Nine light horse geldings (462–577kg BW) were used in three replicates of a 3×3 Latin square with repeated measures. They were maintained on native grass pasture and provided grass hay as needed to maintain good body condition (scores of 6–8; [16]). The three geldings within each replicate were assigned randomly to the three treatments: (1) i.m. injection of DEX in vegetable oil (125μg/kg BW; Sigma Chemical Co., St. Louis, MO, USA); (2) i.v. infusion of glucose (0.2g/kg BW as a 50% solution in 0.155M saline); or (3) no injection (controls). The three replicates were performed simultaneously. Treatments were administered in the morning at approximately 8:00h for 4 days consecutively (day 1–4). Samples of jugular blood were drawn via jugular venipuncture into evacuated, heparinized tubes at 0 and 12h relative to treatments on these days. Weekly blood samples were subsequently collected on day 12, 19, 26, and 33. The successive periods (2 and 3) of the Latin square were begun on day 34 after the initial treatment injection of the previous period.

All blood samples were immediately centrifuged at 1200×g at 5°C and the plasma was harvested and stored at −15°C. Plasma concentrations of leptin were measured by RIA using commercially available reagents (Multi-species leptin kit, Linco Research Inc., St. Charles, MO, USA). Similar to reported previously by McManus and Fitzgerald [15], human leptin standards from the kit, human recombinant leptin (0.16–10ng/tube), and three horse plasma pools (two mares and one gelding; 6.2–100μL/tube) produced parallel inhibition curves in the assay. Moreover, five levels of human recombinant leptin (0.3–5ng) added to a pool of horse plasma were quantitatively recovered with an average of 111% and a R2 value of 0.995. The intra and interassay coefficients of variation and assay sensitivity were 4 and 8%, and 0.8ng/mL.

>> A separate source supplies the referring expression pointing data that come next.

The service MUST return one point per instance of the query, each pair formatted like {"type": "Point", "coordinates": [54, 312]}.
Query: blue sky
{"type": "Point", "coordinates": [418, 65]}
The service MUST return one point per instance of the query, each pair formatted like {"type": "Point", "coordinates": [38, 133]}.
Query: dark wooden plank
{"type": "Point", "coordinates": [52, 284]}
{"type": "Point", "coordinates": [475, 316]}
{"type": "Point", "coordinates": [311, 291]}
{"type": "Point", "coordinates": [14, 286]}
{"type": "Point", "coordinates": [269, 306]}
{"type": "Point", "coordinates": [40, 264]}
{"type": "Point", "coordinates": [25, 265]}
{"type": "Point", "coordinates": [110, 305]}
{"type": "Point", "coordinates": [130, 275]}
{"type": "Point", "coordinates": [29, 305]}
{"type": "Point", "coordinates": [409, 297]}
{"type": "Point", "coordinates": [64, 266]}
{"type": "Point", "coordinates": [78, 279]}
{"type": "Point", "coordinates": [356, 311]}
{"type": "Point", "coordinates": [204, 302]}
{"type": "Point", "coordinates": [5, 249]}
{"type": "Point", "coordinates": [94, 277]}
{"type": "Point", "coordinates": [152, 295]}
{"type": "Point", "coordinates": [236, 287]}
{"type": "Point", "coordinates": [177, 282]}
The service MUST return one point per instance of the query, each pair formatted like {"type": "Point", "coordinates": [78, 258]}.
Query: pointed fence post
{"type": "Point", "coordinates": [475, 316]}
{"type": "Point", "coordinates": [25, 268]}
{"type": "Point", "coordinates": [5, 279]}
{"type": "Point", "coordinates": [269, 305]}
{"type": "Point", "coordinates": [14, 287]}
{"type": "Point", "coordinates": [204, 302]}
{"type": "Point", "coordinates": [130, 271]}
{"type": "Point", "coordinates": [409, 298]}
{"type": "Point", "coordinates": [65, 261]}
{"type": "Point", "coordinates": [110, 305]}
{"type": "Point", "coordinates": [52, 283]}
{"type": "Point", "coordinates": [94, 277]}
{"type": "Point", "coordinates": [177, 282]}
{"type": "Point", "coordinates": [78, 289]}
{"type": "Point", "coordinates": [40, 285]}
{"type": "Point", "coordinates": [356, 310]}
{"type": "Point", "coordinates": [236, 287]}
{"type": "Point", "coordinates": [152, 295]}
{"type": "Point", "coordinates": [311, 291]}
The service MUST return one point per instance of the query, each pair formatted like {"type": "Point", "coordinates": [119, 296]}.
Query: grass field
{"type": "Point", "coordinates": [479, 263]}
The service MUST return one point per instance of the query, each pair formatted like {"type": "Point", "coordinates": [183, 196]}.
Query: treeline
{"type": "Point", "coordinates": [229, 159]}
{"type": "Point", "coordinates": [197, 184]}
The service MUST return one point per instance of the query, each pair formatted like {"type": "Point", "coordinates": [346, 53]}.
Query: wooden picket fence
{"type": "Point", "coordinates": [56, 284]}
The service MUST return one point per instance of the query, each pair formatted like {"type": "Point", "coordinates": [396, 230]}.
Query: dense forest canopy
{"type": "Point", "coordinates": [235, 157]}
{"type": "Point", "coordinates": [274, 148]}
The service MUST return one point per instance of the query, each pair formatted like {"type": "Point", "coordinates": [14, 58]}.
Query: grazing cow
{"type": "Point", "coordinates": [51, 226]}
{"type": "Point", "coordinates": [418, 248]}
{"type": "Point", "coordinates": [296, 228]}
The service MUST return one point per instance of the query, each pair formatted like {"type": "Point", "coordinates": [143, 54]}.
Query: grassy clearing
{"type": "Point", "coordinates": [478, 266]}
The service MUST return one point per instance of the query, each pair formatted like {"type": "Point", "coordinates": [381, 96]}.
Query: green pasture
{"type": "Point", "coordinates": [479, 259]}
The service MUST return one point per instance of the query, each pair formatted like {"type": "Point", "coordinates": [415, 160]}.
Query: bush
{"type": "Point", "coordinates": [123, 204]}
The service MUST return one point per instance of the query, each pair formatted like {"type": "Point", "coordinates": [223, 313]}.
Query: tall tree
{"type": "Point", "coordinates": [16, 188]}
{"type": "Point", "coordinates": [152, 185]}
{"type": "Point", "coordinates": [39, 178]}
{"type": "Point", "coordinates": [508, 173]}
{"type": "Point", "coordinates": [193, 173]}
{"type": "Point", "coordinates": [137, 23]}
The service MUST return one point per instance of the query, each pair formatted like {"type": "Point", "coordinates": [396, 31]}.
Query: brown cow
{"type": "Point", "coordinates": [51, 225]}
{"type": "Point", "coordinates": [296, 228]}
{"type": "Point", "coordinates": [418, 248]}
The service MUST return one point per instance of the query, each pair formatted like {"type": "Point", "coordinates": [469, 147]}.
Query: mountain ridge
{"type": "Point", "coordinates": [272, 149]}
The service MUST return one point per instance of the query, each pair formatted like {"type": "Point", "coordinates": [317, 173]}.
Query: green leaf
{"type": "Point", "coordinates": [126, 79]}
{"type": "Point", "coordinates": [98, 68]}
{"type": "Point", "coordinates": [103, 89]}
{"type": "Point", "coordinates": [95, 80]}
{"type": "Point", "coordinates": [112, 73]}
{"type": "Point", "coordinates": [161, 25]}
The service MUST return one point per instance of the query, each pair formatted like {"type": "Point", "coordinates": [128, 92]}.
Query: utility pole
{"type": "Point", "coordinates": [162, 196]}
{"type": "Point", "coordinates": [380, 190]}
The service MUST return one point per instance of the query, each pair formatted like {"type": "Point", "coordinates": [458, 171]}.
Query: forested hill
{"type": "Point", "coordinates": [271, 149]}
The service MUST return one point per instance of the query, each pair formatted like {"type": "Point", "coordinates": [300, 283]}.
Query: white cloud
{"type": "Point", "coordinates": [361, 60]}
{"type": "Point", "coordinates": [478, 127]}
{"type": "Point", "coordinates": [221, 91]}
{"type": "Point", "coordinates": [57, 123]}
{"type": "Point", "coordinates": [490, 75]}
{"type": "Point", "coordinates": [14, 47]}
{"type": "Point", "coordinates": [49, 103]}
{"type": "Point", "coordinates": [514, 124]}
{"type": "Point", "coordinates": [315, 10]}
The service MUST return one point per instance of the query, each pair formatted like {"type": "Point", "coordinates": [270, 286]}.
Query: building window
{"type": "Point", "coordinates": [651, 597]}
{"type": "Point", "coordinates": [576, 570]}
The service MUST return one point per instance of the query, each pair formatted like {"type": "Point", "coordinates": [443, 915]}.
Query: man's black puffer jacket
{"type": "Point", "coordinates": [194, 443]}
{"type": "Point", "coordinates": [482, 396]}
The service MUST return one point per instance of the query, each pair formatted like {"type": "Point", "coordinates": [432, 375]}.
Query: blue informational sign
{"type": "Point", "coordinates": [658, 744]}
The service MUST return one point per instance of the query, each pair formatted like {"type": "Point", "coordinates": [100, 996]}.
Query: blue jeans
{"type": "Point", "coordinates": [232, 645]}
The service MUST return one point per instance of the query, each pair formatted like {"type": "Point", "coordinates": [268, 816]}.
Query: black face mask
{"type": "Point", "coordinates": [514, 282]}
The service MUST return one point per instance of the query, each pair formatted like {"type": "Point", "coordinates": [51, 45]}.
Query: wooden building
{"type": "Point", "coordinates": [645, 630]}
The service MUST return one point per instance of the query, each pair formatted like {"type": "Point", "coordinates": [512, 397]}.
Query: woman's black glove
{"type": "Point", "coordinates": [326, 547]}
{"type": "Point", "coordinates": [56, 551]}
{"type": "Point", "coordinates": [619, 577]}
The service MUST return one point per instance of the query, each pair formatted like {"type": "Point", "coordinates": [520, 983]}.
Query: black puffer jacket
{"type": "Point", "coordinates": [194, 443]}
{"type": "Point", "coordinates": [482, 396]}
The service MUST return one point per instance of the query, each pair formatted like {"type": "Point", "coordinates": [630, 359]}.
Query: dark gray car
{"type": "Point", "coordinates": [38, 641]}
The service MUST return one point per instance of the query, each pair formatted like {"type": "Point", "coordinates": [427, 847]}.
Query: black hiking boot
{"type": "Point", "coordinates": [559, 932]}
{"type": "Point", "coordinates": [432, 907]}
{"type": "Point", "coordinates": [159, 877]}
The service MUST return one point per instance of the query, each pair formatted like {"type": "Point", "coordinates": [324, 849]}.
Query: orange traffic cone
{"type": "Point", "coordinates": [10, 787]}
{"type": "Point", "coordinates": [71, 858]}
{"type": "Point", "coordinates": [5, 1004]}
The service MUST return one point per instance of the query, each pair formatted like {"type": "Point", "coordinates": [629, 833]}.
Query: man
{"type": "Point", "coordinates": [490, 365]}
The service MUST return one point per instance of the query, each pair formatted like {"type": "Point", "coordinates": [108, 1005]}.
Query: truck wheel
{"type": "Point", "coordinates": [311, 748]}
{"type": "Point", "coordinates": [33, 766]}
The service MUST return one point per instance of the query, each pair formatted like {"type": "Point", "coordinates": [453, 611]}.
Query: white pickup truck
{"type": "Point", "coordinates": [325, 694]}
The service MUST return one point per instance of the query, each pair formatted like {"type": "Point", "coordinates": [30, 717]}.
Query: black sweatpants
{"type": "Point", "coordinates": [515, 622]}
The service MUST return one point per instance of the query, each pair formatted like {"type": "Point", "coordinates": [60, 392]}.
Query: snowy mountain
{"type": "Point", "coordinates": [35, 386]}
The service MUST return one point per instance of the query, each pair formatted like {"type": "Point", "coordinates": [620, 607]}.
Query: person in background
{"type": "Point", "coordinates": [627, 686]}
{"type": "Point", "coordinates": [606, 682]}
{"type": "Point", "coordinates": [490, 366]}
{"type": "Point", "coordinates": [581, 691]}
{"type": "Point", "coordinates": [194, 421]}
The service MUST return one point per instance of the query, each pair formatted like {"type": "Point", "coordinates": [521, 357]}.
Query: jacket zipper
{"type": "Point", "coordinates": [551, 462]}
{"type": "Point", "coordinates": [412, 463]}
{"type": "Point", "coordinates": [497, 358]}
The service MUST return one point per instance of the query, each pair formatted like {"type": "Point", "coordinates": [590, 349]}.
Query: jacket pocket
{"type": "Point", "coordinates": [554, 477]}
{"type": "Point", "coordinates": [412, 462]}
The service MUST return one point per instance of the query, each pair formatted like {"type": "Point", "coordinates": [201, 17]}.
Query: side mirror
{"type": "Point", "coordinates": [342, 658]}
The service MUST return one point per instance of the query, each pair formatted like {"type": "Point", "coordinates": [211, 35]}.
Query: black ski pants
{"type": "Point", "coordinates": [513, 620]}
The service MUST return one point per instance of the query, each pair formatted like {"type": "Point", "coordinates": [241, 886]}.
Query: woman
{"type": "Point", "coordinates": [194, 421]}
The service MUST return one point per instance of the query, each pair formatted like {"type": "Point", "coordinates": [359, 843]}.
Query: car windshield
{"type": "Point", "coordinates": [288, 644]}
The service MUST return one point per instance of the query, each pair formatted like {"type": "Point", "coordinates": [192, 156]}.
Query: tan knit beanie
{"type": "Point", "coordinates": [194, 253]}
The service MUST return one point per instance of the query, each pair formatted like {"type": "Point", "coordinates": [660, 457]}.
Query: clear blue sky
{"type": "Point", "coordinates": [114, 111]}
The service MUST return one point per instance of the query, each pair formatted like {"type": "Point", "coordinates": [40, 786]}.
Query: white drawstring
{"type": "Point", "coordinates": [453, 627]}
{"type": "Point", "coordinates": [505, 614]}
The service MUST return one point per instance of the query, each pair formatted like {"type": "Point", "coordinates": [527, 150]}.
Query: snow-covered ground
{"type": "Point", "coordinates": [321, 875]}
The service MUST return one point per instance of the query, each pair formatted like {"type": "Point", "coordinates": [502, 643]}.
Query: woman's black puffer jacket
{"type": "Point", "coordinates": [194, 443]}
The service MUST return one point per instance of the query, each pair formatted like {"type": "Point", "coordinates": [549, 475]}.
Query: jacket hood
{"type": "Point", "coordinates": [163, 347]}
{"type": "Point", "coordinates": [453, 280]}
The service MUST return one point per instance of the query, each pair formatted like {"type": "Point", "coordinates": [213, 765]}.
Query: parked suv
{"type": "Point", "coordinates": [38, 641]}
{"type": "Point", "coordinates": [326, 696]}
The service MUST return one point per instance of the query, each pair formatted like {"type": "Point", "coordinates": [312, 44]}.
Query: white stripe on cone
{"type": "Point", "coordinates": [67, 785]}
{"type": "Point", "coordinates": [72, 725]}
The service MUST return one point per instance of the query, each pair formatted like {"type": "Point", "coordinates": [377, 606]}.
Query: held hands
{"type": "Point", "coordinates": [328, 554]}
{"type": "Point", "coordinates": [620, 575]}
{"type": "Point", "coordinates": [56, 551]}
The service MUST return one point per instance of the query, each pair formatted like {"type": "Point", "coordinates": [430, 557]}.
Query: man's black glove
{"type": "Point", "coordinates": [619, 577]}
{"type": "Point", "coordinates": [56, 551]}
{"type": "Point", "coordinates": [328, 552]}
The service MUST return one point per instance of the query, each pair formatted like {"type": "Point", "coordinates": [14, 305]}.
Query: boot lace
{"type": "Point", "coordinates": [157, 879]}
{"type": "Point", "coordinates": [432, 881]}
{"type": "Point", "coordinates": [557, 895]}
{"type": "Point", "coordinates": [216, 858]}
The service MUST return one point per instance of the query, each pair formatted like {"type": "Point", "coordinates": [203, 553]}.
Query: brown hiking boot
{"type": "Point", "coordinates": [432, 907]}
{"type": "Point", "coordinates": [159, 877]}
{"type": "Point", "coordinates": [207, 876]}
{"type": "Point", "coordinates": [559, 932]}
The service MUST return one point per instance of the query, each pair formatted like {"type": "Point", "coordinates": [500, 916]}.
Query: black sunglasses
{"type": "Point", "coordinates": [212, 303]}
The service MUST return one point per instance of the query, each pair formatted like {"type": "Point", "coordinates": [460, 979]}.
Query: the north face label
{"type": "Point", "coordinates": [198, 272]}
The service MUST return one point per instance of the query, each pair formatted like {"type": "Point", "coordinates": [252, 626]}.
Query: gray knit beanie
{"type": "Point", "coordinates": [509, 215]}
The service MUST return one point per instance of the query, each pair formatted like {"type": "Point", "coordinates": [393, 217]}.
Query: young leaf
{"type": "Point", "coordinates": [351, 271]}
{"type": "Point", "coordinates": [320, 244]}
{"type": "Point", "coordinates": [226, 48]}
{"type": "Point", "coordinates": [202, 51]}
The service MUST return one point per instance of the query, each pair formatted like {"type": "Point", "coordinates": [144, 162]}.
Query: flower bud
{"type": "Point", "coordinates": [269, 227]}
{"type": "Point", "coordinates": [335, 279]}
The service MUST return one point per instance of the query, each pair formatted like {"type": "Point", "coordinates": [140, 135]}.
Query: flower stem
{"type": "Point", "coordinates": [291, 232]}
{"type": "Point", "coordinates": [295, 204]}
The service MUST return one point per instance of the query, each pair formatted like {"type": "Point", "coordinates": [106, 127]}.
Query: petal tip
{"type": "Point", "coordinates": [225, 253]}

Insulin [17], insulin-like growth factor-1 (IGF-I; [18]), and growth hormone (GH; [19]) were determined by RIA previously validated for horse samples. Intra and interassay coefficients of variation and assay sensitivities were 5 and 8%, and 0.1ng/mL for insulin; 5 and 12%, and 8ng/mL for IGF-I; and 8 and 11%, and 0.5ng/mL for GH. Glucose concentrations were determined spectrophotometrically (method no. 315; Sigma Chemical Co., St. Louis, MO, USA).

2.2. Experiment 2 

Twelve light horse mares (465–560kg BW; body condition scores of 6–8) were used. Six mares were assigned randomly to each of two groups, and then groups were selected randomly to receive either: (1) DEX in oil (125μg/kg BW i.m.); or (2) a similar volume of oil i.m. Injections were administered at approximately 8:00h each morning for 4 days beginning on day 1. Blood samples were collected just prior to injections and 12h later during the first 4 days. Additional samples were collected in the morning on day 5, 6, 7, 8, 10, 12, 19, 26, and 33. Samples were immediately centrifuged and plasma frozen for later determination of glucose, insulin, leptin, and IGF-I concentrations as described for experiment 1.

2.3. Experiment 3 

Six light horse geldings (490–600kg BW) not used in experiment 1 were used in a completely randomized design with repeated measures. They were in good body condition (6–8) and were assigned randomly to receive either: (1) 200IU i.m. of porcine ACTH (Sigma Chemical Co., St. Louis, MO, USA; A6303) in saline containing 0.1g/mL gelatin (n=3); or (2) an equivalent volume of vehicle (n=3) i.m. at 12-h intervals for 4 days consecutively (0, 12, 24, 36, 48, 60, 72, and 84h). Blood samples were collected via jugular venipuncture at −1, 0, 2, 4, 6, 8, 10, 12, 14, 16, 18, 20, 22, 24, 30, 36, 42, 48, 54, 60, 66, 72, 74, 76, 78, 80, 82, 84, 86, 88, 90, 92, 94, and 96h. Additional blood samples were collected on day 12, 19, 26, and 33 relative to the first day of treatment. All blood samples were immediately centrifuged and the plasma harvested for later determination of cortisol (ICN Pharmaceuticals, Inc., Costa Mesa, CA, USA; kit no. 07-221102), insulin, glucose, leptin, and IGF-I concentrations.

2.4. Experiment 4 

Plasma samples selected from a previous experiment [20] were used for the measurement of leptin. In that experiment, eight adult light horse stallions (390–550kg BW; body condition scores 5–7) were used. Stallions were on a diet of commercially available pelleted feed plus grass hay to maintain body condition. To induce hypothyroidism, four randomly selected stallions received PTU (Sigma Chemical Co., St. Louis, MO, USA; P3755) at 6mg/kg BW administered in 250g of a top dressing of a molasses-containing balanced grain ration; four control stallions were given the top dressing with no addition. Stallions were fed their rations daily at 8:00h and were allowed to eat throughout the day; hay and water were available ad libitum throughout the experiment. Plasma samples drawn on day 1, 6, 13, 20, 27, 31, 36, 41, 45, and 52 relative to the start of treatment were selected for determination of leptin concentrations; in addition, samples from day 52 were assessed for T3 and T4 (ICN Pharmaceuticals, Inc., Costa Mesa, CA, USA; kit no. 07-290102 and 07-292102, respectively) and TSH [21] concentrations. Intraassay coefficients of variation and assay sensitivities were 5% and 0.02ng/mL for TSH; 5% and 5ng/mL for T4; and 5% and 40pg/mL for T3.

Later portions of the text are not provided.